I held up my left arm as if that was explanation enough. Plus, it was the last two games of the season, the two most important games, and I had absolutely no clue how to even play, never mind offer useful advice as I watched from the bench.

“Not being able to play doesn’t mean you’re not part of the team, Maddy. You need to be there. You’re going to lose your co-captain spot if you’re not careful. There’s only so much I can do to keep that from happening, and you need that on your college applications if you want to play at that level.”

It was the “only so much” that had me worried.

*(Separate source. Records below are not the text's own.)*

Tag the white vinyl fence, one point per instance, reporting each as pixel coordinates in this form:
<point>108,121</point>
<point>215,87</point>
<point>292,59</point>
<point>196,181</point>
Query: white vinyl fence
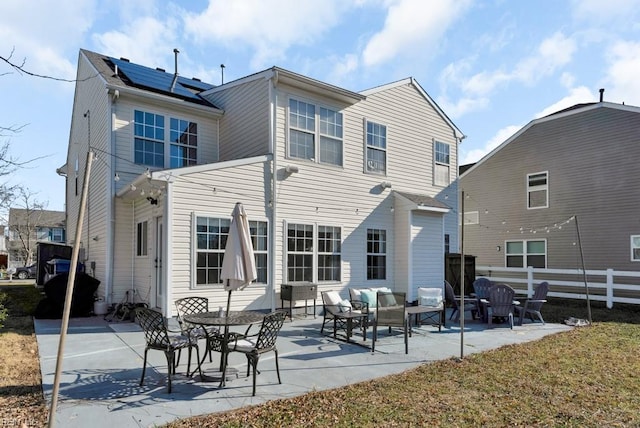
<point>602,285</point>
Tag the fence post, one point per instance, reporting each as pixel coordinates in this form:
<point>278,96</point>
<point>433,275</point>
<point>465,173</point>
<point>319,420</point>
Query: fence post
<point>609,288</point>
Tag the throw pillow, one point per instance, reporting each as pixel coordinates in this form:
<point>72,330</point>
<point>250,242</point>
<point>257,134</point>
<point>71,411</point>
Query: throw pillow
<point>386,299</point>
<point>369,297</point>
<point>345,306</point>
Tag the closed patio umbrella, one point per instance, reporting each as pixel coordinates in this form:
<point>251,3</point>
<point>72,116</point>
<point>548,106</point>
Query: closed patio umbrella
<point>238,265</point>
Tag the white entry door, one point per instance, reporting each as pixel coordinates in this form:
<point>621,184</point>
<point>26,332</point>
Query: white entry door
<point>158,270</point>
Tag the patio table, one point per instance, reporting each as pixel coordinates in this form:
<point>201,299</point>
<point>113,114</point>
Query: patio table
<point>217,318</point>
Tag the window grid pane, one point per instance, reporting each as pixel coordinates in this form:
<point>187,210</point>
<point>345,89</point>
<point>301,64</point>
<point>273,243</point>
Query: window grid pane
<point>526,253</point>
<point>376,254</point>
<point>376,148</point>
<point>148,139</point>
<point>184,140</point>
<point>537,190</point>
<point>329,253</point>
<point>211,239</point>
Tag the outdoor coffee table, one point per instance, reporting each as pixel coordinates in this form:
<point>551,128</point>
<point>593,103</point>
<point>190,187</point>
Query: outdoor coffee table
<point>419,311</point>
<point>216,318</point>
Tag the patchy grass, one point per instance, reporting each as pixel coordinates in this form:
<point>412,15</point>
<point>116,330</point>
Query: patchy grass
<point>589,377</point>
<point>21,399</point>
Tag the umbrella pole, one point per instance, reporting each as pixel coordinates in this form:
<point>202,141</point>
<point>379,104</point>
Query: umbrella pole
<point>228,301</point>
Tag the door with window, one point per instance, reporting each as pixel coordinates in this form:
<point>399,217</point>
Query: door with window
<point>158,270</point>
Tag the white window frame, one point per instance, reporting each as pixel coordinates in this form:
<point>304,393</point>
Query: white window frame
<point>314,252</point>
<point>635,248</point>
<point>440,163</point>
<point>167,141</point>
<point>261,252</point>
<point>377,135</point>
<point>525,253</point>
<point>321,132</point>
<point>537,188</point>
<point>380,253</point>
<point>142,238</point>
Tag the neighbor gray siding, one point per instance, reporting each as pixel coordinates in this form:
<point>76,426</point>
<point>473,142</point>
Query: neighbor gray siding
<point>591,157</point>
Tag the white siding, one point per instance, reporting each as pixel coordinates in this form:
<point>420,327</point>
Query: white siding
<point>244,128</point>
<point>427,252</point>
<point>194,195</point>
<point>90,131</point>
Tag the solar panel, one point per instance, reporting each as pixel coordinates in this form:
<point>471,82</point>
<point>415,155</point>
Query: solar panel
<point>160,80</point>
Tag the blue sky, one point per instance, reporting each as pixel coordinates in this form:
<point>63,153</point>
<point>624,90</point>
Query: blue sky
<point>491,65</point>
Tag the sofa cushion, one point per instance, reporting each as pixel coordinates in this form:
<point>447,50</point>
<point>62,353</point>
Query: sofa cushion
<point>386,298</point>
<point>345,306</point>
<point>355,293</point>
<point>369,297</point>
<point>429,296</point>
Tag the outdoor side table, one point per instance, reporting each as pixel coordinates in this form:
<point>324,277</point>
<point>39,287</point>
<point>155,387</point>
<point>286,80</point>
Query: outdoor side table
<point>298,291</point>
<point>430,311</point>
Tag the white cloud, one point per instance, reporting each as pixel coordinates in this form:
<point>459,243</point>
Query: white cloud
<point>577,95</point>
<point>553,52</point>
<point>144,40</point>
<point>463,106</point>
<point>621,81</point>
<point>269,28</point>
<point>43,37</point>
<point>604,12</point>
<point>500,137</point>
<point>343,67</point>
<point>410,25</point>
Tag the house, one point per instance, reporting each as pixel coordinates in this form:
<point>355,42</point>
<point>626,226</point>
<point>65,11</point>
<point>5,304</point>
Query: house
<point>341,188</point>
<point>26,228</point>
<point>571,171</point>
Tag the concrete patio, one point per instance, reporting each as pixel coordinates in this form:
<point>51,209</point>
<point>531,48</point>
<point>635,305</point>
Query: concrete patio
<point>102,364</point>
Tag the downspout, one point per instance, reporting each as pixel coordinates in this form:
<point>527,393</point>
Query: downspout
<point>109,270</point>
<point>175,74</point>
<point>133,246</point>
<point>273,103</point>
<point>166,270</point>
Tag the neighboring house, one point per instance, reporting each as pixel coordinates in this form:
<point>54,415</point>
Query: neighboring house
<point>521,197</point>
<point>341,188</point>
<point>27,227</point>
<point>4,255</point>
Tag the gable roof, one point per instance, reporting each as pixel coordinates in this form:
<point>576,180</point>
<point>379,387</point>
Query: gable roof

“Jenna wants to be Snow Ball queen. She’s after you as well,” I said, and Alex shrugged as if that was old news. “Are you sleeping with her?”

“No.” His answer was curt and quick, and at least he had the presence of mind to look offended. “We’ve been through this how many times, Maddy? Why do you keep asking?”

Because I’d overheard her talking in the hall. Because she’d clearly said that she was after Alex. Because I hadn’t trusted her since the first day she came to my house freshman year, all makeup and fake smiles.

“She’s made no secret about the fact that she wants you,” I said.

“Yeah, but she’s not the one I love.”

He reached out to stroke my cheek, and I pulled away. “I don’t believe you anymore.”